L'A26 by Pascal Garnier

L'A26 by Pascal Garnier

Auteur:Pascal Garnier [Garnier, Pascal]
La langue: fra
Format: epub, mobi
Tags: littérature française
ISBN: 9782843044755
Google: mqZjPgAACAAJ
Éditeur: Zulma
Publié: 2009-03-11T23:00:00+00:00


— Il me dégoûte un peu plus chaque jour. Il est déjà bourré à dix heures du matin et chaque soir, j’ai droit à un savon, à cause d’un client qui m’a fait de l’œil, pour n’importe quoi. Tu veux que je te dise ?… Je voudrais qu’il crève.

— Ça viendra.

— Oui, mais quand ?

Jacqueline trace des grands huit à coup de lavette sur la toile cirée de la table. Bien qu’il ne reste plus une miette du déjeuner de Bernard, elle insiste comme si elle voulait effacer le motif à fleurs marron et jaune de la nappe ou bien quelque chose de plus tenace encore, la vie de Roland par exemple. Ses manches sont roulées jusqu’aux coudes. Bernard a toujours aimé ses bras, forts, les mains rougies par les vaisselles. Il fait bon dormir dans des bras comme ça.

— Tu ne m’écoutes pas, où es-tu ?

— Mais si, je suis là.

— Non, t’es là mais t’es pas là. T’as la tête des saints dans les églises, tu souris à tout mais tu ne vois rien.

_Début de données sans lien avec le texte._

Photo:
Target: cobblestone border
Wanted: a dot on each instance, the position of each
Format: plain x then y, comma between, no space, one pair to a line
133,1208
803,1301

— Je ne sais pas. C’est comme si je rentrais de voyage. Je reconnais les choses, les gens, mais tout a imperceptiblement changé, comme un calque sur un dessin qui aurait bougé d’un quart de millimètre. Je ne sais pas comment t’expliquer.

— T’as pas donné de nouvelles pendant une semaine. T’en as bavé ?

— Ce n’est pas le mot. Mais oui, j’ai bien cru que j’allais y passer. La mort monte, comme la mer, elle me frappe de plein fouet, une grande vague d’écume noire. Je me dis que c’est maintenant, mon sac est tout prêt dans ma tête et puis elle se retire. Elle reviendra.

— Tu n’as pas peur ?

— Non, plus maintenant. Quand j’étais gosse, en vacances, sur la plage, je m’entraînais à marcher les yeux fermés pour si un jour j’étais aveugle. C’est un peu la même chose.

— Tu y vas et tu en reviens, c’est ça ?

— Si tu veux.

— Moi, si j’y allais, je n’en reviendrais pas.

— On ne décide pas, on se laisse porter.

— Mais la douleur ?

— C’est ce qui nous maintient en vie. S’il n’y avait pas la douleur ou juste la peur de la douleur, tout le monde foutrait le camp au premier chagrin d’amour.

— Ça ne serait peut-être pas plus mal.

— J’en sais rien. Tant qu’on est là c’est qu’on a de bonnes raisons d’y être.

— Ben alors éclaire-moi parce que, en ce qui me concerne, j’en vois pas l’ombre d’une !

— Pourtant tu es là.

— Si peu !… Pourquoi, pourquoi, Bernard, on a passé notre temps à marcher à côté de notre vie ?

La lèvre inférieure de Jacqueline se met à gonfler, à trembler, ses yeux se troublent. Son visage est si près de celui de Bernard qu’il ne peut plus rien voir d’autre, comme s’il n’y avait plus au monde que ce visage de femme dévasté par le regret, saturé de fatigue. Il a l’impression de la regarder au travers d’une loupe, rides, poils, points noirs, c’en est presque indécent.